The US Secretary of State Rex Tillerson, while answering questions of lawmakers at a budget hearing of the House Foreign Affairs Committee this week, announced an inter-agency review of US funding and support to Pakistan. While this is the first explicit mention of Pakistan by the current administration, it in no way clears up what the policy towards the country will be. Hostile lawmakers have been present in the past and so have been military aid reductions, the real question here is what the top administration thinks.

That remains shrouded in mystery. For much of his term up till now, Donald Trump’s administration has been too busy battling internal crises to pay much attention to foreign policy . Even aspects of domestic policy which have an effect on foreign policy – such as the infamous ‘travel ban’ – have been mired in controversy. The upshot of all this is that apart from a grand show of strengthened relationship with Saudi Arabia – orchestrated by the Saudis themselves – and an irreverent visit to the European Union followed by withdrawal from the Paris climate agreement there is very little the presidency has done itself, leaving the running of foreign policy in the hands of career diplomats and military officials.

This is certainly not a bad thing, as most career officials are better versed in the global situation and invested in maintaining status qou policies. However, working as de facto authority in absence of leadership means that polices can be changed from the top at any time.

This is especially true for the current presidency, which has branded Qatar as a “sponsor of terrorism” and took credit for its isolation, and sold it arms worth millions weeks later while still maintaining the largest US military base in the Middle East in that country. All this comes at the statements of career diplomats and military officials, who have struggled to reconcile these seismic changes.

For now, Pakistan should pay attention to Rex Tillerson and Gen James Mattis – the Defence Secretary filling the “Commander-in-Chief” role in absentia.
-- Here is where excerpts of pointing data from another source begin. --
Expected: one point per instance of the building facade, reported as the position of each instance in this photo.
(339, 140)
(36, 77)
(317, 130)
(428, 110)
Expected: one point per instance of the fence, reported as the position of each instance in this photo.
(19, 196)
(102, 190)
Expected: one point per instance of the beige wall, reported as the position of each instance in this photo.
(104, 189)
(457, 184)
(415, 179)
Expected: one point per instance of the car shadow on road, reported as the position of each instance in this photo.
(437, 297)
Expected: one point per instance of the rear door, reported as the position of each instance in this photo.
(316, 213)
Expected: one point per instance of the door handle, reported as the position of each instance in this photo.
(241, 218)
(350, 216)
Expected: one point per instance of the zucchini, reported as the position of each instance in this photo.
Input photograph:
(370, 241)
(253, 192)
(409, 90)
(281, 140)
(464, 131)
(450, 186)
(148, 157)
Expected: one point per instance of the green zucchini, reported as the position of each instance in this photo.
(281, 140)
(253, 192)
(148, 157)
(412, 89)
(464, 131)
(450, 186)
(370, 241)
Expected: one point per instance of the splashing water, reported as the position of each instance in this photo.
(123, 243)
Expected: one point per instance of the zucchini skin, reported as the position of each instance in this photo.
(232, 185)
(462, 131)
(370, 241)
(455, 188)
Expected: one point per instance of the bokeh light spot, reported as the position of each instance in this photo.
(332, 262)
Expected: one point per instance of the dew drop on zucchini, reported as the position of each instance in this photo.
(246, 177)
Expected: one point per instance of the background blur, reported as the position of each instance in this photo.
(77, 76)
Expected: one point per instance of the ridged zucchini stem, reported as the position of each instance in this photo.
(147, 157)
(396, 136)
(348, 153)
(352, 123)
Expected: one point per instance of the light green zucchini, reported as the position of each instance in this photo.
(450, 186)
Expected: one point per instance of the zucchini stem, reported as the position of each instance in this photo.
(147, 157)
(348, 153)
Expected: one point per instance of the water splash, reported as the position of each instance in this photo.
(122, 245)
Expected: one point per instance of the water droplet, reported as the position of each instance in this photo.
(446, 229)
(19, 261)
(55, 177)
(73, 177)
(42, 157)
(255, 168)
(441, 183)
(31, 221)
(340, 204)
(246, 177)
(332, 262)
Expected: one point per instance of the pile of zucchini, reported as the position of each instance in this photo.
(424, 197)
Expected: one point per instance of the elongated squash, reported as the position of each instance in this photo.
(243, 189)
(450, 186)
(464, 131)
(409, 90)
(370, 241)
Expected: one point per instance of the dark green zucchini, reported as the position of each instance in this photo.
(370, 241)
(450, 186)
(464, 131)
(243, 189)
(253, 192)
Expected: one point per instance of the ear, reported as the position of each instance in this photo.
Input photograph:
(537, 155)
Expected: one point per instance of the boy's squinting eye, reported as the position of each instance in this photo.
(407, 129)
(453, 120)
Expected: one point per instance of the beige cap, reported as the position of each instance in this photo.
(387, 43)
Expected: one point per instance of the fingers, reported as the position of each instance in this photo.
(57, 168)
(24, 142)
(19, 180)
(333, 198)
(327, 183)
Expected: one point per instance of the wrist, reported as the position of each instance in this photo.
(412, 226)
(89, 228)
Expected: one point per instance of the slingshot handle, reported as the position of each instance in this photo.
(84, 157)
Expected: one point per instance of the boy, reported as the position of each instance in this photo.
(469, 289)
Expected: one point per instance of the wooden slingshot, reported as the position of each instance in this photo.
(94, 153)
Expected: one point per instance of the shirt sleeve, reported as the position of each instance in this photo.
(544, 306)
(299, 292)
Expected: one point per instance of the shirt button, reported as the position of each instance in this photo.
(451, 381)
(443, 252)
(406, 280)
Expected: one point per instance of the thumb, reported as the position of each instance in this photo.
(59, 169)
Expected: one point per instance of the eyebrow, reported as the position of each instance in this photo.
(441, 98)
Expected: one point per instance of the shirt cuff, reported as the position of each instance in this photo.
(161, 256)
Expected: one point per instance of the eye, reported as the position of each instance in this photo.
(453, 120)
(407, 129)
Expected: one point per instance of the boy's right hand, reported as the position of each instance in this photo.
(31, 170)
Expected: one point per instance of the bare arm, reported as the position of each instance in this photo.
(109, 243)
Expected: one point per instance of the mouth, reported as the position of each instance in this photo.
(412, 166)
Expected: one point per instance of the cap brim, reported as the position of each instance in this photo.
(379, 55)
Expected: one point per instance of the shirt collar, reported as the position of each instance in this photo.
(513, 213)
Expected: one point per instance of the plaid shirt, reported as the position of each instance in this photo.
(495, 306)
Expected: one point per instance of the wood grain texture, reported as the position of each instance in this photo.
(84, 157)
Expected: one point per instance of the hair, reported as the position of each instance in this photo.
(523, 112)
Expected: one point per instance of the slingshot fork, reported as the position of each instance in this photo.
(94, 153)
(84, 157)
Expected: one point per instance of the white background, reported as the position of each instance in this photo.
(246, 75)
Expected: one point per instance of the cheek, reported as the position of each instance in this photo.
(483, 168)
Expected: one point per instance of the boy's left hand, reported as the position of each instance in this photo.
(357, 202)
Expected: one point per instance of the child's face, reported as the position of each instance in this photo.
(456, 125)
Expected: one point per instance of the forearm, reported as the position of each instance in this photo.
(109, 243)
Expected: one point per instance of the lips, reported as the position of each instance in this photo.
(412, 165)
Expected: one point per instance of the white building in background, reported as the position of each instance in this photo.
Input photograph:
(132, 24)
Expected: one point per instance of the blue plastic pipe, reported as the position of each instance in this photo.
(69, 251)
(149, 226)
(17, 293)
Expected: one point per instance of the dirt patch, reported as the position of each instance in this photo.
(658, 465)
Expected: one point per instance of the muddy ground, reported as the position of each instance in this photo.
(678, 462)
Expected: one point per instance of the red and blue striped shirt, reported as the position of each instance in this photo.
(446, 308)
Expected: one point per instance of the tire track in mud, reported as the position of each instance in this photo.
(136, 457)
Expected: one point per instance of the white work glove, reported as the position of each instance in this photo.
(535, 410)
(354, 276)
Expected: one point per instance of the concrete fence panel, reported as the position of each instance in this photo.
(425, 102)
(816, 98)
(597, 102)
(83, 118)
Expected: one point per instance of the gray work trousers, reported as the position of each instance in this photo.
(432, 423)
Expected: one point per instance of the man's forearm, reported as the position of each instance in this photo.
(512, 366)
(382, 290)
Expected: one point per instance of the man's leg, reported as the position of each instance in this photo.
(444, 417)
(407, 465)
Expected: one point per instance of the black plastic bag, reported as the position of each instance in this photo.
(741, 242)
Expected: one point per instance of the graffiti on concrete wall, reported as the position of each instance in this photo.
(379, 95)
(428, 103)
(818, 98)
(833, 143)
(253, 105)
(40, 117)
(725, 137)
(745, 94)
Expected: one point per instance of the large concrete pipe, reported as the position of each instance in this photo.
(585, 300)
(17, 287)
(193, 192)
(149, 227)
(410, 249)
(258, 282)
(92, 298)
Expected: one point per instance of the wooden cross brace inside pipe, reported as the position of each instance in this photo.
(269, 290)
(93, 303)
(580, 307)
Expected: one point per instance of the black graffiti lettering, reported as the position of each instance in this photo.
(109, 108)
Their actions and stated policy will govern the relationship between the two countries, but it should be mindful that this can change at any time. With a visit of Indian Prime Minister Narendra Modi to the US coming up, it is likely that this will happen sooner than later. The statements that Donald Trump makes after being prompted by the Indian Prime Minister will be much more revealing of how he plans to approach the Indo-Pak-Afghan region.